During the last twenty years of his reign (1852-1885) the old Sultan, Abdul Mumin, who has been described as having the soul of a huckster, and who died at the age of over a hundred, devoted his life solely to the pursuit of wealth, and the unscrupulous means he employed to enrich himself produced great oppression and misery. Affairs of State were a secondary matter with him, and the ministers and pangirans went their ways unrestrained. Some of these pangirans, who are related to royalty, a few closely, others more or less remotely, exercise "Tulin" or hereditary feudal rights over districts, the ministers holding, ex-officio, similar rights over other districts; the unhappy people therein were completely in their power, and could be squeezed at their own sweet will. Others, not possessing such rights but armed with authority from the Sultan, easily obtained at a price, enriched themselves by forced trading.
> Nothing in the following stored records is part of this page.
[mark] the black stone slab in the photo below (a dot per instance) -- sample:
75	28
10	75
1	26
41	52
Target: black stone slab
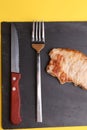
63	105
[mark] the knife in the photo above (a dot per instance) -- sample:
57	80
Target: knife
15	77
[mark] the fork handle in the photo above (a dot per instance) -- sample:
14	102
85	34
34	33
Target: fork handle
39	97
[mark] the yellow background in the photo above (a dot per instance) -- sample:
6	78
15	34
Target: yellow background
47	10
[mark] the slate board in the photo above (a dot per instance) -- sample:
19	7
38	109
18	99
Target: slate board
63	105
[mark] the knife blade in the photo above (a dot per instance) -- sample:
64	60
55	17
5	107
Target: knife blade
15	77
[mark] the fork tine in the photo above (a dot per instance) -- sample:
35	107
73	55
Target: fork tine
36	31
33	32
43	32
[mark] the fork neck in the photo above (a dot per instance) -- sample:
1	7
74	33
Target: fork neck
38	47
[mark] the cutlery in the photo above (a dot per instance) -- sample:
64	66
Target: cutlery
38	43
15	77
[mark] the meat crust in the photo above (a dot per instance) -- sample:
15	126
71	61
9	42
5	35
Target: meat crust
68	66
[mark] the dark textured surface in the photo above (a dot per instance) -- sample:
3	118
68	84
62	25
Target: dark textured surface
63	105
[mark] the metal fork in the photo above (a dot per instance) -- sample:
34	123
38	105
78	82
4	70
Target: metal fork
38	40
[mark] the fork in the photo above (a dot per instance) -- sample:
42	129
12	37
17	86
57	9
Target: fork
38	43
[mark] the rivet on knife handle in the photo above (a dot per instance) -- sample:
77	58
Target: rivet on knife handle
15	98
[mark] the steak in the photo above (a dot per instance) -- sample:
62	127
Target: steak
68	65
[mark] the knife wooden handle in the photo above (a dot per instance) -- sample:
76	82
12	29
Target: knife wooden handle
15	98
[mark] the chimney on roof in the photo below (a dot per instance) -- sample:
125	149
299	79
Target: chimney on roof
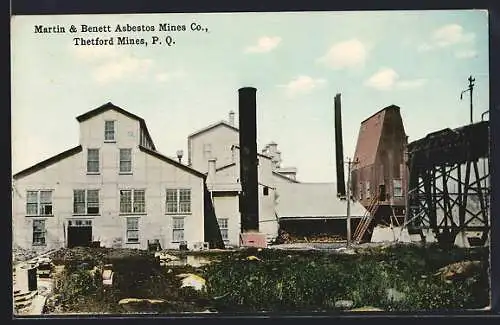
211	170
231	118
180	153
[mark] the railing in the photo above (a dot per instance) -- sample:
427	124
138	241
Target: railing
366	220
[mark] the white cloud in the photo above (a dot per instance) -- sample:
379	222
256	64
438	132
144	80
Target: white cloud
122	68
411	84
388	79
165	76
424	47
445	36
303	85
451	34
351	53
264	44
384	79
466	54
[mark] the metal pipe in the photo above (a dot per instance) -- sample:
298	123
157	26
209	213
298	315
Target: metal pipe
483	114
348	197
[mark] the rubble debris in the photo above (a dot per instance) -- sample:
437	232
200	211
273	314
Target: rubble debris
366	308
137	304
395	295
459	271
192	280
344	304
286	238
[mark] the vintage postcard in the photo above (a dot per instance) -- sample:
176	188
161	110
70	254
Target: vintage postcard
250	162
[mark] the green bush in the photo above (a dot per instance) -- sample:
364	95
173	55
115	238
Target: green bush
315	281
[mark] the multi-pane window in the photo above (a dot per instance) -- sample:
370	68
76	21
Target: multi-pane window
93	161
207	150
177	229
109	130
397	188
132	201
39	203
86	201
223	226
132	230
178	201
125	160
38	232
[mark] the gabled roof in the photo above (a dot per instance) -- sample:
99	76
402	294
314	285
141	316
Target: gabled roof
106	107
172	162
258	153
370	133
313	200
223	167
226	166
284	177
213	126
47	162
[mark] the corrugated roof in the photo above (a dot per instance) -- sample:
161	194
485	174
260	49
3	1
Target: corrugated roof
369	136
47	162
172	162
313	200
101	109
213	126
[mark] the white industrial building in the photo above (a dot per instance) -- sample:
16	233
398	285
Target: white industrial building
115	188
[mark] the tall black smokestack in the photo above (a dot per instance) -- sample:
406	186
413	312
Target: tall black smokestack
339	149
249	197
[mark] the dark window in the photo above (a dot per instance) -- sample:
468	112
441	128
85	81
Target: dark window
109	130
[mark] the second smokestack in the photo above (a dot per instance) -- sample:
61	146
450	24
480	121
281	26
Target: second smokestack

The poorer classes of the Bruni Malays are hard-working and law-abiding; but when no man's property is safe from the rapacious grasp of the chiefs, thrift and hard work cease to have an object, and the country becomes dead to industry and enterprise. The inhabitants of the interior, and the Kadayans, an industrious, agricultural people, suffered under the same disadvantages. Like the Chinese, these people once cultivated pepper, but for the same cause gave up doing so, which is not surprising when even their harvests of rice were not spared to them.

The late Mr. C. A. C. de Crespigny,[[308]] who had a considerable experience of Bruni and the country around it, writing upon the condition of the place in the seventies, says:

"A Pangiran of high rank, but of small means, went from Bruni to Kalias, and with his own hands murdered a Chinaman, his retainers keeping their hands in by the slaughter of one or more of the man's relations and dependants. The murderer then gutted the shop and returned to Bruni. It was stated that the Pangiran belonged to a Chinese secret society, as young Bruni in general is said to do, and that the head of the society, having a trade grudge against the poor fellow at Kalias actually paid the Pangiran $800 for the deed. Whether this was true or not would be an interesting subject for investigation; but that the man was murdered by the Pangiran's own hand, and his goods and chattels carried away to Bruni, is undoubtedly the case; and further that the Pangiran was not punished except by verbal reproof. Herein is anarchy.

"On another occasion at Kalias mouth, twenty-eight Chinese were killed by a band of marauders from up the river and neighbouring streams. A fine was imposed upon the river, but no murderers were caught. Herein was want of power.